/data

Data for use in classroom visualizations

Data

This repo contains data for classroom use in visualization homework.

  • us_name_history.csv contains yearly data 1880-2021 for male and female baby names across the US.
  • us_name_history_small.csv contains a selected set of yearly data 1880-2021 for male and female baby names across the US.
  • state_history_decades.csv contains data at decade intervals 1880-2020 for male and female baby names for each US state
  • nyc_names_final.csv contains yearly (recent) data for babies born in New York City. Unlike the other data sets, it has data on ethnicity.

Sources

US name history is US government data, from the Social Security Administration (SSA).

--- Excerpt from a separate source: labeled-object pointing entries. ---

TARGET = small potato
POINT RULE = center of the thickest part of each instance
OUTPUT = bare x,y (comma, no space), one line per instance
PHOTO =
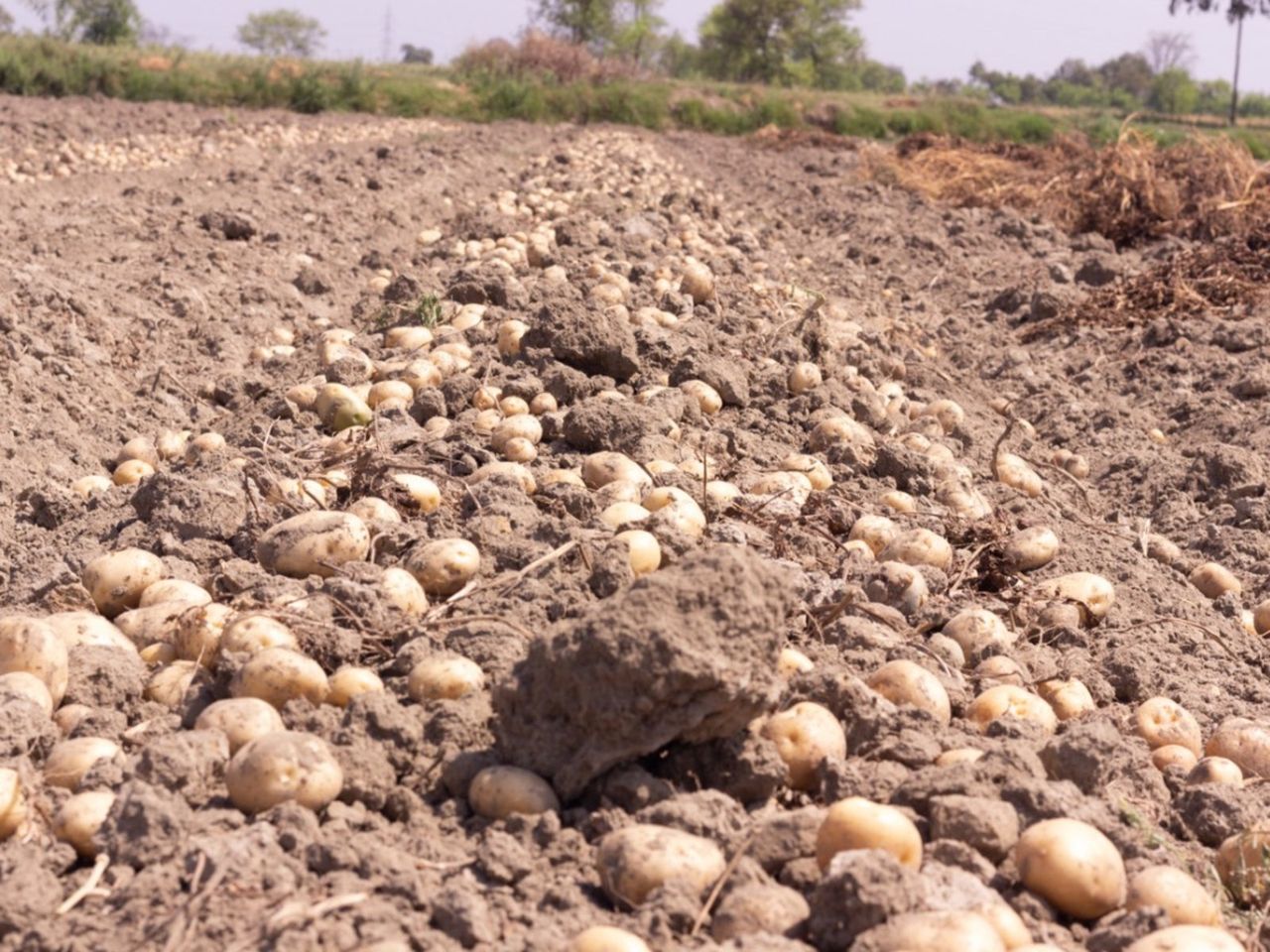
1188,938
278,675
443,678
1178,893
348,682
249,634
314,543
919,547
645,551
908,683
13,803
634,861
117,580
1164,721
1091,590
1215,770
976,630
70,760
281,767
1010,701
240,719
806,735
1030,548
80,817
607,938
33,647
1174,756
497,792
1072,866
1214,580
1069,697
856,823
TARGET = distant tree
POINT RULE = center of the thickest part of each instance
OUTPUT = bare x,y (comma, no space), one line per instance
416,54
1170,51
1236,12
282,33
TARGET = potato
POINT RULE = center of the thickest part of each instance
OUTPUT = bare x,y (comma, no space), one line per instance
1174,756
198,633
278,675
919,547
908,683
634,861
80,817
443,678
13,802
348,682
645,551
173,590
1215,770
497,792
607,938
1091,590
1188,938
1162,721
856,823
875,531
314,543
1010,701
117,580
240,719
1030,548
1214,580
1069,697
249,634
1072,866
1178,893
976,630
33,647
806,735
339,408
937,932
70,760
285,766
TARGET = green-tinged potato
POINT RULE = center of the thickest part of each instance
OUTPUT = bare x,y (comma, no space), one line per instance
856,823
1072,866
806,735
116,580
314,543
444,566
33,647
278,675
635,861
281,767
498,792
240,719
80,817
70,760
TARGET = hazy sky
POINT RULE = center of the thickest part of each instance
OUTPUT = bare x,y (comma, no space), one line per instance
929,39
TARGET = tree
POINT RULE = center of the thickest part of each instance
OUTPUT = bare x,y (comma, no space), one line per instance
416,54
1169,51
1236,12
282,33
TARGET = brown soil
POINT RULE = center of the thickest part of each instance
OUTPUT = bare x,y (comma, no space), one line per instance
137,278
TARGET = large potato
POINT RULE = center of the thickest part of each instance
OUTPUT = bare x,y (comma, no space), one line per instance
635,861
280,767
1072,866
32,645
116,580
314,543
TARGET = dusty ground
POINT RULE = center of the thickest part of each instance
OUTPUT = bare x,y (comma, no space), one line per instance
122,313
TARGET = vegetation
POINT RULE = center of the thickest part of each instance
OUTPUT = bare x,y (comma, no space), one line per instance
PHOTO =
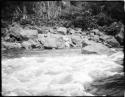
85,15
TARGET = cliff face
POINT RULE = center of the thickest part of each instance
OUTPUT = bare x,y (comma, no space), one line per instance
33,37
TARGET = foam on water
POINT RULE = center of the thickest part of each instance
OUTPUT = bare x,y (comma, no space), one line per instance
58,75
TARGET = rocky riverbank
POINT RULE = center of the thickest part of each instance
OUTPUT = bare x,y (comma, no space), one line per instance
33,37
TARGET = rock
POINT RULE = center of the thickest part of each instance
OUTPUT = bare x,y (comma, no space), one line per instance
18,32
10,45
26,45
67,41
41,38
112,41
120,36
96,31
71,31
29,33
62,30
96,48
50,43
31,43
76,40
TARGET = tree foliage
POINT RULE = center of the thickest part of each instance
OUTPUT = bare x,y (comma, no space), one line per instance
67,13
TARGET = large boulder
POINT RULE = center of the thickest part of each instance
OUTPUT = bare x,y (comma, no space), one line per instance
112,42
96,48
50,43
31,43
76,40
62,30
29,33
11,45
19,33
71,31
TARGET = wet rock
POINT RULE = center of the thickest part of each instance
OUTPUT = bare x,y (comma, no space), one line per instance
62,30
76,40
30,44
71,31
29,33
11,45
96,48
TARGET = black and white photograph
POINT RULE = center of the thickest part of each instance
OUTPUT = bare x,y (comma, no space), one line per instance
62,48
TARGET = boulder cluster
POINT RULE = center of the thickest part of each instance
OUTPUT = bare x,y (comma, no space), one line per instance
32,37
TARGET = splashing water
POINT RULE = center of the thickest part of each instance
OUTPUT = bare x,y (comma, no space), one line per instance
62,75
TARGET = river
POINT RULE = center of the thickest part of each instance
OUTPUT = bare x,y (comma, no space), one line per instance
62,72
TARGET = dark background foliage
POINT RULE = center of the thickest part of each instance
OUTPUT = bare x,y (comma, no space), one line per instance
64,13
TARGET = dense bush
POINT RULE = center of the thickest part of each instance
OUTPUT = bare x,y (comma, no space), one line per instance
65,13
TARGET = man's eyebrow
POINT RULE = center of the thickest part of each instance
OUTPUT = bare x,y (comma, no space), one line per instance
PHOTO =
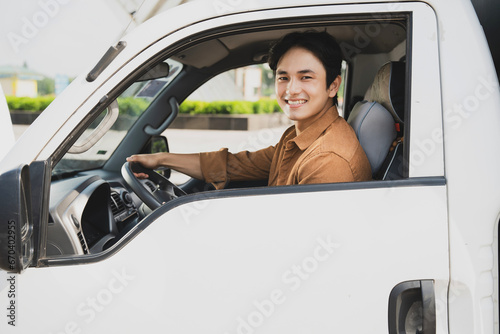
300,72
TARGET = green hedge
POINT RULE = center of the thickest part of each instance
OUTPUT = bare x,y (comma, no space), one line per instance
135,106
263,106
29,103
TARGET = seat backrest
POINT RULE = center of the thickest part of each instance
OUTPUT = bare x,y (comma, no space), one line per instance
374,127
378,119
388,89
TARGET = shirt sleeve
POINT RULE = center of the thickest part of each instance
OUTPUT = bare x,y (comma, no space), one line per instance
325,167
221,166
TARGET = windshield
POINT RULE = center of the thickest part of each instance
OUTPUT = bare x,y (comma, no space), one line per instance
131,104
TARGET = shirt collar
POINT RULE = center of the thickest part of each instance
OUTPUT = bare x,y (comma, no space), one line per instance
309,135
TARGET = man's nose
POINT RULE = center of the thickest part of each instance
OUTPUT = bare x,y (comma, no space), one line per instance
293,87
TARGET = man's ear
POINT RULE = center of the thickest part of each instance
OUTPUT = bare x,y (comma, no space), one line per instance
334,86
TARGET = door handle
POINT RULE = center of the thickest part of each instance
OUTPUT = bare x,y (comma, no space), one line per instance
412,308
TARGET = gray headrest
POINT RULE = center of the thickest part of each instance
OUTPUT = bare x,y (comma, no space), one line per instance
388,89
374,127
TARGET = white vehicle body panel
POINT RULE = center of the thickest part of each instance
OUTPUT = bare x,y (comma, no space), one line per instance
214,273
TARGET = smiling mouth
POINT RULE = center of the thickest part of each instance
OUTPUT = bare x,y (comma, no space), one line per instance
295,102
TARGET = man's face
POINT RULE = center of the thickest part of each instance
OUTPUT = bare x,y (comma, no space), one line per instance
301,87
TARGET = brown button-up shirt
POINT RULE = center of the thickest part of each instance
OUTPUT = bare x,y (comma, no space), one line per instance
327,151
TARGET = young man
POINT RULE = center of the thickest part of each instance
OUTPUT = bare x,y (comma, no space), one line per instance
319,148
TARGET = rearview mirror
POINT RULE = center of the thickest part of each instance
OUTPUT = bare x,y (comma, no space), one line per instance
16,226
160,70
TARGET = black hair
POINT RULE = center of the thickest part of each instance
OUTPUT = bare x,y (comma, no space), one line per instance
321,44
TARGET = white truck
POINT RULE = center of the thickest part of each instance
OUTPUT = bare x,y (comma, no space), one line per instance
86,248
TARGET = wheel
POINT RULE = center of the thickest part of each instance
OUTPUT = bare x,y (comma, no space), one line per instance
162,191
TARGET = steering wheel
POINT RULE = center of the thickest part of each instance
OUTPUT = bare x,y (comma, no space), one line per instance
164,190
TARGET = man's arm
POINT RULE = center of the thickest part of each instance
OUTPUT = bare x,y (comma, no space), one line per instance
188,164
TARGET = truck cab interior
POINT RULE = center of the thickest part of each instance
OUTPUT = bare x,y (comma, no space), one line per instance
94,209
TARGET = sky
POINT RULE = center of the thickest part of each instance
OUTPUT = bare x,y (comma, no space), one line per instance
58,37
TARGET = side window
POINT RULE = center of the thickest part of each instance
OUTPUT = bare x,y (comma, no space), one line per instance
236,109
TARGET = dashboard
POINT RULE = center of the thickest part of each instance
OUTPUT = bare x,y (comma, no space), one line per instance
88,214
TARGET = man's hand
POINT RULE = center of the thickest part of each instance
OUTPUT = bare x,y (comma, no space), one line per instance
150,161
188,164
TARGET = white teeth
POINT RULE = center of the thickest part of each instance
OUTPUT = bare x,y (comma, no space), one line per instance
296,102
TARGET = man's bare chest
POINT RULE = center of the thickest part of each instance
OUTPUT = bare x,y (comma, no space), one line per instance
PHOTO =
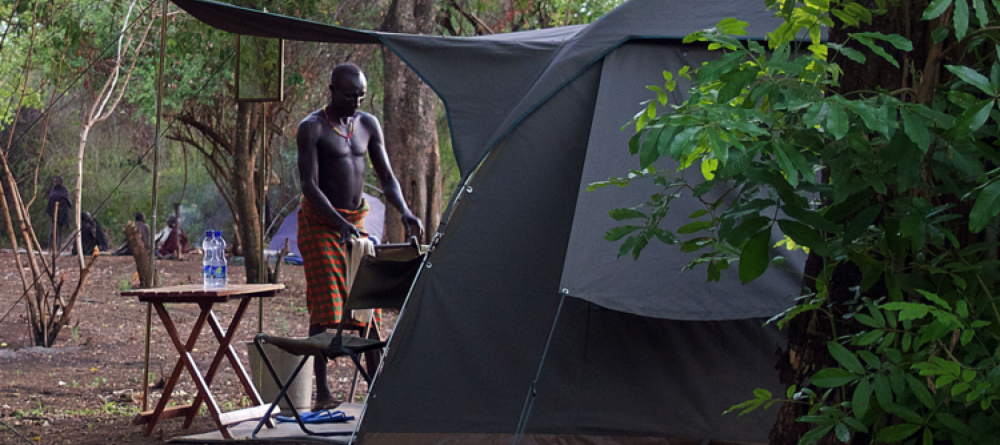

us_name_history_small is a filtered version of the same data set, including only most popular names, designed to be small and easy to work with.**

See this link for full info: https://www.ssa.gov/oact/babynames/limits.html

Counts for baby names come from: https://www.ssa.gov/oact/babynames/names.zip

Proportion values for the US overall were calculated using: https://www.ssa.gov/oact/babynames/numberUSbirths.html

Proportion values for the state data are calculated simply as a proportion of all births reported in the file. The resulting numbers are not precisely accurate, because this method ignores babies born with rare names not reported in the data, but it is a reasonable approximation given what we have available. Note that the approximation is better for more populous states.

I have also added a new "Name-Gender" field for convenience.

Data is yearly 1880-2021 for overall US; and 1880-2020 by decade for state data.

NYC name history is from NYC Open Data: https://data.cityofnewyork.us/Health/Popular-Baby-Names/25th-nujf/data

Note that this data set is processed to remove duplicate lines (which I believe are errors in the original), normalize case for names (which varied in the original) and normalize ethnicity fields (which also varied in number of characters in original). As with the US data, I have added a Name-Gender field for convenience.

CPI-U data is from Jan. 2023 .xslx file at this address: https://www.bls.gov/cpi/tables/supplemental-files/home.htm

I have edited this spreadsheet to make it fit for Tableau.